La ricetta originale del pasticciotto leccese

On 30 giugno 2017 by Alessia

Oggi volevamo parlarvi del dolce salentino per eccellenza un un vero must della tradizione gastronomica pugliese, il signor “Pasticciotto leccese“. Il pasticciotto leccese dalla tipica forma a barchetta, nacque nella pasticceria Ascalone a Galatina, il 29 giugno 1475. Nicola, proprietario della pasticceria, per accontentare il  frenetico via vai di devoti  giunti in paese per le celebrazioni del Santo Patrono, utilizzò avanzi di pastafrolla e crema pasticcera, per creare un paffuto pasticcio che battezzò con il nome di PASTICCIOTTO. La bontà di questo dolce divenne ben presto nota in tutta la provincia così, da povero Pasticciotto de lu Ascalone venne rinominato Pasticciotto Leccese.

Per realizzare la ricetta originale del pasticciotto leccese è d’obbligo l’uso dello strutto, in quanto è proprio questo l’ingrediente segreto che conferisce alla frolla la giusta friabilità.

 


Ingredienti ed occorrenti necessari la ricetta originale del pasticciotto leccese: 

la ricetta ci viene suggerita dal Blog deliciousalento!

Per la pasta frolla occorrono:
  • 500 gr di farina 00
  • 250 gr di strutto 
  • 250 gr di zucchero semolato 
  • 150 gr uova
  • ammoniaca per dolci (la punta di un cucchiaio) 
  • scorza di limone-arancio  q.b. grattugiata finissima
Per la crema pasticcera:
  • 1 lt di latte
  • 5 tuorli (uova medie)
  • 180 gr di farina 00
  • 320 gr di zucchero semolato
Per la lucidatura:
  • 1 uovo sbattuto


Stampi ovali in alluminio


Amalgamare lo strutto a temperatura ambiente con lo zucchero, aggiungere le uova e lasciarle incorporare, dopodiché versare la farina (anche senza setacciarla), l’ammoniaca e la scorza grattugiata di un limone o di un’arancia.

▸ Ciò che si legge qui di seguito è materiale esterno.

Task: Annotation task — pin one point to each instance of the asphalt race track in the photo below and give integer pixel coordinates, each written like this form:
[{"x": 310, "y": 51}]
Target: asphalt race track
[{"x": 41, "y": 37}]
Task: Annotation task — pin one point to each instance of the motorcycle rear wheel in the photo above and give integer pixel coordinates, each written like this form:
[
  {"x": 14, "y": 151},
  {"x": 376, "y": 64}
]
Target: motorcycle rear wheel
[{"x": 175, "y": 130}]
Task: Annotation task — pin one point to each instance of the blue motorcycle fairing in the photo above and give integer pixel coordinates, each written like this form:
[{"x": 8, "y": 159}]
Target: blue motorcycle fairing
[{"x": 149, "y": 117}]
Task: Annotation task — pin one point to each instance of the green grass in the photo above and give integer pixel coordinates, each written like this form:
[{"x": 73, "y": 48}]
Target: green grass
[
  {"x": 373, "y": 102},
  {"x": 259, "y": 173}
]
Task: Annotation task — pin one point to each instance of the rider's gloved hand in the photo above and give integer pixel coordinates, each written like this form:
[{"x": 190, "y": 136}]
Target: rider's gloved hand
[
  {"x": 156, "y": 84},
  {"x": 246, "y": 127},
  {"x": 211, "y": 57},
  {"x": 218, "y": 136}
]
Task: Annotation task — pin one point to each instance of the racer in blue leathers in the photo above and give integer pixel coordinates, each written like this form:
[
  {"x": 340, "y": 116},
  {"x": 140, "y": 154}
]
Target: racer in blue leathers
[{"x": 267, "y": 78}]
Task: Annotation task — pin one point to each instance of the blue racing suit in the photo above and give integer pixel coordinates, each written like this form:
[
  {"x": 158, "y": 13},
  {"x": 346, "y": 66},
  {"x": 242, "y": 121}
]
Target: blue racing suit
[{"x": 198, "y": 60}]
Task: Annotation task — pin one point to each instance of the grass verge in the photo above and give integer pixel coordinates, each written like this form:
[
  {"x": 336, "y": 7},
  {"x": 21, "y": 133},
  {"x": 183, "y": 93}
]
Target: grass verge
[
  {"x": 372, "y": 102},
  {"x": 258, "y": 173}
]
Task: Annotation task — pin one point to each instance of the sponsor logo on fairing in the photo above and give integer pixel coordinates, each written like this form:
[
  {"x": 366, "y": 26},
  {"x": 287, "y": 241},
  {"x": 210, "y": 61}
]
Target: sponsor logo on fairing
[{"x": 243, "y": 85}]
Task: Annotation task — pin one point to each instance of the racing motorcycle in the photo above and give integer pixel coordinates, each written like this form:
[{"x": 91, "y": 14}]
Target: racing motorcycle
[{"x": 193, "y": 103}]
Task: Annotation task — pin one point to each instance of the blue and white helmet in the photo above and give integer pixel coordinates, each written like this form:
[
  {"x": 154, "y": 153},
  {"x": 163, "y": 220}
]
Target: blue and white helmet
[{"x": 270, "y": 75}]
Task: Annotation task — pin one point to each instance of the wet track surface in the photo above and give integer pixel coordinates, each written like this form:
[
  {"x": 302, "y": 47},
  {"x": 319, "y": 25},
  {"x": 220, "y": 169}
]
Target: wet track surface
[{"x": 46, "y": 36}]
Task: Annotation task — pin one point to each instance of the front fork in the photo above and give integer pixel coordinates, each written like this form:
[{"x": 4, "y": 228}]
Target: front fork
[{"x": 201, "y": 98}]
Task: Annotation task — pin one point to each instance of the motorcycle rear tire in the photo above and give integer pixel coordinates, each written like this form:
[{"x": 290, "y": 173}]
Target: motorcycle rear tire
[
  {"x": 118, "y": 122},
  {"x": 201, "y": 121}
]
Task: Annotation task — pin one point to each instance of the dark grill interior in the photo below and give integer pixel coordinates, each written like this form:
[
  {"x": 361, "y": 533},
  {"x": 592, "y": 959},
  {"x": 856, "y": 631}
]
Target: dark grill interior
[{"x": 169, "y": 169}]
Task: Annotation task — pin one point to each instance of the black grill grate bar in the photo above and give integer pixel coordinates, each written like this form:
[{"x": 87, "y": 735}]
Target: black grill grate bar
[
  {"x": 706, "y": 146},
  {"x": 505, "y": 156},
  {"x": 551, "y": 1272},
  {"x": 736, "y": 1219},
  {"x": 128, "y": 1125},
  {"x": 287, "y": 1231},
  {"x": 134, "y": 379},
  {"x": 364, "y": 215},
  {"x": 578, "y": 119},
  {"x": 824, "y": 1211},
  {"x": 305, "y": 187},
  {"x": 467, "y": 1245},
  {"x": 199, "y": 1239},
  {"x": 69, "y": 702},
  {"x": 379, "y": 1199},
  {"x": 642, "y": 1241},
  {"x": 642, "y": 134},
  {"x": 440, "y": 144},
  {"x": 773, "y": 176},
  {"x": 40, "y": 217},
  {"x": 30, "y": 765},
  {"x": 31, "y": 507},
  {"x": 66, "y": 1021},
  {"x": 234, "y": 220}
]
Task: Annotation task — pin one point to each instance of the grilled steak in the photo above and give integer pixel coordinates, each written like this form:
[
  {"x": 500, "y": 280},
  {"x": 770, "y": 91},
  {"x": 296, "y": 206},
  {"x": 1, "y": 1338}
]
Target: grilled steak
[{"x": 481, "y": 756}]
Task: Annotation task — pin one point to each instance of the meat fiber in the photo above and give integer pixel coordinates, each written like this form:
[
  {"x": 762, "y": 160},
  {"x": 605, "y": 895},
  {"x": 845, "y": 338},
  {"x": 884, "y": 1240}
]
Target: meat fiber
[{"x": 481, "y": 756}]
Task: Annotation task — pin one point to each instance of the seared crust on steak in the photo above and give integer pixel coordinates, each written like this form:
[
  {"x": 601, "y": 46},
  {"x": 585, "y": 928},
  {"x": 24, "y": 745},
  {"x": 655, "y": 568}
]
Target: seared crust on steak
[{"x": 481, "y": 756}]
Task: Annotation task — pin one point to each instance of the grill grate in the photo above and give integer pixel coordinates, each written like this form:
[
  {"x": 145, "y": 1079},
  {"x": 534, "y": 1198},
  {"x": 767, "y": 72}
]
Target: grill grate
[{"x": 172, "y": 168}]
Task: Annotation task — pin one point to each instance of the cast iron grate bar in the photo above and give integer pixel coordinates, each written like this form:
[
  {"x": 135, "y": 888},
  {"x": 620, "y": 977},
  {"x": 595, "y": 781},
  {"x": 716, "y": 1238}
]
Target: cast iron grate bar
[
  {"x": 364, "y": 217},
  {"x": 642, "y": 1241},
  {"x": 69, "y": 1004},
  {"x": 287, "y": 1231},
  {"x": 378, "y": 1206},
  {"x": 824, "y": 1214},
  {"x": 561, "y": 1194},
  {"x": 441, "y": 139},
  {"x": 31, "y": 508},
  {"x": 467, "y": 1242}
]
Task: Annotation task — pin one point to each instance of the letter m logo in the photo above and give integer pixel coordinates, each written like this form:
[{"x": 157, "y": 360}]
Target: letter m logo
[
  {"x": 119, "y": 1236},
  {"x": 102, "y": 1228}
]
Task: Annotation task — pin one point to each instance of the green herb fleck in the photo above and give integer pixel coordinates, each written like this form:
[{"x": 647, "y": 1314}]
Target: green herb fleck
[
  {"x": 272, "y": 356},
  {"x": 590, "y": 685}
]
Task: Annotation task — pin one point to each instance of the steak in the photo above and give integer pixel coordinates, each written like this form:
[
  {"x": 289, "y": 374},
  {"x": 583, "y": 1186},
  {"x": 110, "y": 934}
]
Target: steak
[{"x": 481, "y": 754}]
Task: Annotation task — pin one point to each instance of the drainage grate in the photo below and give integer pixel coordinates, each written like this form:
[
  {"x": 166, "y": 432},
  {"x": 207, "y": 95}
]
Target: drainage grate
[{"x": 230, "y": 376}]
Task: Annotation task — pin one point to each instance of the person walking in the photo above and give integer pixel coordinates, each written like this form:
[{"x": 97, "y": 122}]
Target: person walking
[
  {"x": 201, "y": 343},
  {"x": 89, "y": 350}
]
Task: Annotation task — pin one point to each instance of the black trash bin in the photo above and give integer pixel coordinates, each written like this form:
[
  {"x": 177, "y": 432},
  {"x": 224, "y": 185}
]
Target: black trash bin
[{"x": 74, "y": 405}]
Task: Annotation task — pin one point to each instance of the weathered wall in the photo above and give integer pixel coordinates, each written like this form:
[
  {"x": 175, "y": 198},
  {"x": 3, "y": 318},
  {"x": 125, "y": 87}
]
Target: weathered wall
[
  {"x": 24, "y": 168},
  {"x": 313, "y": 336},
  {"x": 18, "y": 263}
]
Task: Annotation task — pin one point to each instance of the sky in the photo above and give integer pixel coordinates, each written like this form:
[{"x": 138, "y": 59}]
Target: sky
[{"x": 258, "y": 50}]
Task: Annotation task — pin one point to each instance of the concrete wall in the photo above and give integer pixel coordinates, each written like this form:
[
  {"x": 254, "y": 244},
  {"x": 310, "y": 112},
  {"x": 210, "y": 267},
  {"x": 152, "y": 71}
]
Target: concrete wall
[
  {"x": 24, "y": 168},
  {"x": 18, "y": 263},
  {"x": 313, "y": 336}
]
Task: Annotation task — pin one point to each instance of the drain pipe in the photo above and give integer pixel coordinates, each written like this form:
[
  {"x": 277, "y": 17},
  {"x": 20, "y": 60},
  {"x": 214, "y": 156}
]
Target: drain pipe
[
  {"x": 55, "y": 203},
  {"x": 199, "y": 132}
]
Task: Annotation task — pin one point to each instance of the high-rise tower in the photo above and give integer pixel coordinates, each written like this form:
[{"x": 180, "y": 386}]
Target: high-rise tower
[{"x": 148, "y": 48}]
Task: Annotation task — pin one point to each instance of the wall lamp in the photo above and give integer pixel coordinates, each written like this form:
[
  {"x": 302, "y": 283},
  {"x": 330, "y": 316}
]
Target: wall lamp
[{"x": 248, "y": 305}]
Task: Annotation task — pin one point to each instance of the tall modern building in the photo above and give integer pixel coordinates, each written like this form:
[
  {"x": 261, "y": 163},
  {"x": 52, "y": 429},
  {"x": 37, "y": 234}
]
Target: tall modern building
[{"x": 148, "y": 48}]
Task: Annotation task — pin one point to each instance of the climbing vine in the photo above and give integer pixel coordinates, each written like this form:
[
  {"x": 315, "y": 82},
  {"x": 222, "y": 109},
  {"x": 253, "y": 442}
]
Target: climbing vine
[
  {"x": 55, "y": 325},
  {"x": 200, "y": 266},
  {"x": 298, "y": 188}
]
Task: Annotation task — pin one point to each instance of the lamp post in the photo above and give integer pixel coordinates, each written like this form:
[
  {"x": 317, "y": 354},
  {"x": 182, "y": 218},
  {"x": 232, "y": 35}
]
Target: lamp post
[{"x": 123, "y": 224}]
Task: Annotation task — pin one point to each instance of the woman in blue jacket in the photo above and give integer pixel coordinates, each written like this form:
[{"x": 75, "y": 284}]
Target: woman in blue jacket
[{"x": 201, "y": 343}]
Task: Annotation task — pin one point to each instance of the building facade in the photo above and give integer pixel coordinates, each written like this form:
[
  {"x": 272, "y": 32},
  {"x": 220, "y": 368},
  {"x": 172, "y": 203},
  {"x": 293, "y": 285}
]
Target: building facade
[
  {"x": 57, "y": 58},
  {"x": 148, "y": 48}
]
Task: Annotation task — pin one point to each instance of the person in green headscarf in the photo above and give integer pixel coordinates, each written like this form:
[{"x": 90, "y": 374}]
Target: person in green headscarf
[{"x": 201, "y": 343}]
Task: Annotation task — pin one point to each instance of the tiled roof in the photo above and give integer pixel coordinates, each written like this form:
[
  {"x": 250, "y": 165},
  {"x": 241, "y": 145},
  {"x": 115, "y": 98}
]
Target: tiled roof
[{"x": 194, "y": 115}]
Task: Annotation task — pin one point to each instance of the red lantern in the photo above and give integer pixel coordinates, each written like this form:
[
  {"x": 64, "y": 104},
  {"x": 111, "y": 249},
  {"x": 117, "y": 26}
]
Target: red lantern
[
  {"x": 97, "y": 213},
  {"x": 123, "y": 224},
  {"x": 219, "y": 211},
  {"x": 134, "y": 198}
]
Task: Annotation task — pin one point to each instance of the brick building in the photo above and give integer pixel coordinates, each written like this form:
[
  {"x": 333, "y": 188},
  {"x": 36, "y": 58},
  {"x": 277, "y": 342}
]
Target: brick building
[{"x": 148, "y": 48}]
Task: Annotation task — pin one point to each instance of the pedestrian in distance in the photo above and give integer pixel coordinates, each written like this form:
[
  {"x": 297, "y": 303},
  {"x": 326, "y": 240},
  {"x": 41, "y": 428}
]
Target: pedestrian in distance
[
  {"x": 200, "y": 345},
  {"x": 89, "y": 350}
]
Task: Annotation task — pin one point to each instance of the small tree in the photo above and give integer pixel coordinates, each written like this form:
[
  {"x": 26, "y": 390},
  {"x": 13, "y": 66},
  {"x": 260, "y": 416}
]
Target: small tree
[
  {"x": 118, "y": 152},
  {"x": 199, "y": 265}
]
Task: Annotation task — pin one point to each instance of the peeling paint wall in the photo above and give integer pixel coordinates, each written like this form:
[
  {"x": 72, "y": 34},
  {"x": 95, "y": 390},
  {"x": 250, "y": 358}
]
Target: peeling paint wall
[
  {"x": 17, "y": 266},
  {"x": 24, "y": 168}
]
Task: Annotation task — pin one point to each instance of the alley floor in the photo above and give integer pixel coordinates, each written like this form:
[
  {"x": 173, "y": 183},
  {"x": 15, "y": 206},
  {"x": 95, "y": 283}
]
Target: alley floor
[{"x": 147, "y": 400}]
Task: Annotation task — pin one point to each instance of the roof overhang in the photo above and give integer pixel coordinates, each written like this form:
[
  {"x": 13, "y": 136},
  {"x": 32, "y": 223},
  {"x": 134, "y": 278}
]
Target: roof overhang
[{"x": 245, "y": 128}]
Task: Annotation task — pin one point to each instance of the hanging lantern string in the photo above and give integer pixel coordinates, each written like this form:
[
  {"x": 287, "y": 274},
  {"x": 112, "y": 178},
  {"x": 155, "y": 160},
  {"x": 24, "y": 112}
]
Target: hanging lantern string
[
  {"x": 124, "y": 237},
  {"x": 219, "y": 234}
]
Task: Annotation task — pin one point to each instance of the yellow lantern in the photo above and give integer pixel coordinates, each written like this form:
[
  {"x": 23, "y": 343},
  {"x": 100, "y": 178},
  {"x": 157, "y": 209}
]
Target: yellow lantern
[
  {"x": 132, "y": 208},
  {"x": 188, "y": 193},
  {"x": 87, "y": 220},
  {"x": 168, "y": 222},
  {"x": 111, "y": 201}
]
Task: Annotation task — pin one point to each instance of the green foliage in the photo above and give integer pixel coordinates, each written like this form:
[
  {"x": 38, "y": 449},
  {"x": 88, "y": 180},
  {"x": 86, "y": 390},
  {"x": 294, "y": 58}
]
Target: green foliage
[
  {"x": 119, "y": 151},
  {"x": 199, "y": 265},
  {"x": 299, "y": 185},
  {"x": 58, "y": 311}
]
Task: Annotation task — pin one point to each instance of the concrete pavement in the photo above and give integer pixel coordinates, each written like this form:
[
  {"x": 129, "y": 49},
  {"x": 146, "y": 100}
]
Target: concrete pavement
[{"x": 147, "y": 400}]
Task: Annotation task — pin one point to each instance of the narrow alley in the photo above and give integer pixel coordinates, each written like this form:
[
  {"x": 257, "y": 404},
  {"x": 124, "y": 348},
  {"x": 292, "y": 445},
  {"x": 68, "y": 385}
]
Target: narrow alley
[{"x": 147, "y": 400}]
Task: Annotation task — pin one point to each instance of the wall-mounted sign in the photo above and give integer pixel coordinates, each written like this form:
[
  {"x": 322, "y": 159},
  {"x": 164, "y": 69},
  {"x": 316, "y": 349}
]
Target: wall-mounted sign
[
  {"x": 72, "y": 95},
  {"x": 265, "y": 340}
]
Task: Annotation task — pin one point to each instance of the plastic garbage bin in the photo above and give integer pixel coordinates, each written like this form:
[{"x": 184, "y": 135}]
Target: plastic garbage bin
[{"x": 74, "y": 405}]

Impastare con cura, ricoprire con della pellicola trasparente e lasciare riposare in frigo per almeno un’ora.


Ora passiamo al ripieno. Per ottenere una crema pasticcera dalla giusta consistenza è consigliabile lavorarla almeno qualche ora prima, in modo che possa rassodarsi per bene.

Mixare insieme i tuorli con lo zucchero, aggiungere la farina, in questo caso setacciata, ed aggiungere un pochino di latte.
Amalgamare il tutto e versare il composto nel restante latte. Riportare il tutto sul fuoco a fiamma bassissima e mescolare fino a bollore. Per ottenere una crema vellutata, la cottura dovrà essere molto lenta. Raggiunto il bollore togliere la crema dal fuoco e trasferirla in un altro recipiente per farla raffreddare. Una volta intiepidita riporre la crema in frigo e ricoprirla con della pellicola a contatto per circa un’ora.

Nel frattempo si possono già realizzare i pasticciotti. Prendere la frolla precedentemente riposta in frigo. Spolverizzare il piano e lavorate fino ad ottenere un salsicciotto. Tagliare dei tocchetti di pasta lunghi circa 5 o 6 cm
Schiacciare i pezzi di pasta ottenuti con il palmo delle mani, lasciando la pasta alta circa 1/2 cm.
Prendere gli stampi e coprirli completamente con la frolla lasciando
 che la pasta esca fuori dai bordi.

Riempire completamente gli stampi con la crema e ricopriamoli con un altro strato di frolla (stesa leggermente più sottile)sigillando i bordi con le dita per unire le due frolle.
Con le dita premere sul bordo della frolla in modo da conferire al pasticciotto la sua tradizionale forma a cupoletta eliminiamo la pasta in eccesso. 
Riporre nuovamente in frigorifero per un’ora in modo che la crema si raffreddi per bene, In questo modo, una volta in forno, la crema non andrà in ebollizione e non rischierà di fuoriuscire o spaccare la frolla.

Ora veniamo alla cottura.

Per ottenere dei perfetti pasticciotti leccesi, bisogna attentamente seguire le modalità di cottura.  Quest’ultima dovrà essere veloce e ad alta temperatura. 
Preriscaldare il forno, prima di cuocerli spennellare con un uovo. Impostare la temperatura a 220° forno statico per 7, 8 minuti, dopodiché girare la teglia e cuocere ancora per 3, 5 minuti. 
Per ottenere una cottura uniforme, osservare il colore, il quale dovrà essere ben dorato.

Una volta cotti, prima di toglierli dagli stampi attendere un paio di minuti, in modo che si sfilino con più facilità.
Lasciarli raffreddare su una gratella.